Bien qu’intéressés avant tout par la vue du volcan Teide, nous apercevons également quelques coupoles blanches se découpant sur fond de ciel bleu. Nous apprenons que sur le site d'Izana, à 2 400 m d'altitude, au pied du Teide, se trouvent pas moins de huit coupoles dédiées à l'astronomie classique. Se dressent également quatre tours solaires dont l’observatoire T.H.E.M.I.S soit Télescope héliographique pour l’étude du magnétisme et des instabilités de l’atmosphère solaire. La simple présence d’un centre astronomique vaut en soi plus que tous les discours que je pourrais tenir au sujet de la pureté de l’atmosphère en cet endroit béni des dieux!
En poursuivant notre parcours, à environ 2 000 m d’altitude, nous arrivons au Parc national du Teide, « Parque nacional de Las Cañadas del Teide » qui est, sans contredit la curiosité majeure de l'île.
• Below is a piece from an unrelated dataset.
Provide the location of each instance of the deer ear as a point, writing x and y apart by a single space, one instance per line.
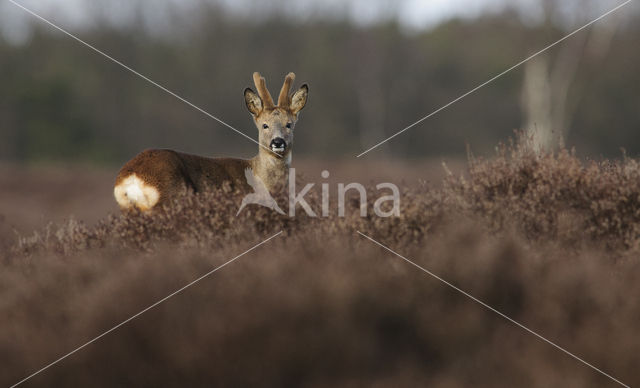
299 99
253 101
Ce Parc National, créé en 1954 en reconnaissance à sa particularité volcanique et biologique, est, avec ses 18 990 hectares, le plus grand et le plus ancien des Parcs nationaux des Iles Canaries.
Nous pénétrons dans la caldera, « chaudière », de Las Cañadas del Teide, Las Cañadas étant le nom du vaste cratère du parc qui se présente sous forme d’une immense dépression circulaire mesurant environ 15 km de diamètre et près de 45 km de circonférence, soit l’une des plus vastes de la planète. Les falaises que l’on y trouve peuvent atteindre jusqu’à 500 m de hauteur.
On peut dire que, de fait, Las Cañadas est d'une certaine façon l'ancêtre du Teide. Les formations les plus anciennes de Las Cañadas, vieilles de 3,5 millions d'années, prennent assises sur des coulées de basalte encore plus anciennes. La structure complexe se serait édifiée en hauteur grâce à une succession de coulées de laves et de roches de toutes sortes lors des nombreuses éruptions survenues durant ces millions d'années.
Mais, un volcan est un édifice instable, c'est d'une certaine façon un gros tas de sable, et c'est ainsi que de gros glissements se sont produits vers le nord. Après cette période de glissement, le volcan recommençait son travail d'édification avec des basaltes mais surtout des laves chimiquement différenciées.
En 1995, dans les fonds marins du nord de Tenerife, des dépôts de matériaux sous-marins provenant d’un premier volcan furent découverts par des spécialistes.
Cette caldera offre des étendues de lave pétrifiée dépourvues de végétation mais ponctuée de concrétions rocheuses aux formes variées avec l'imposante silhouette du « pico del Teide » en toile de fond. Et que dire de toutes ces teintes magnifiques qui s’offrent à nos regards! Paysage désertique, sculpté par les différentes coulées de laves multicolores, ce parc nous en met plein la vue!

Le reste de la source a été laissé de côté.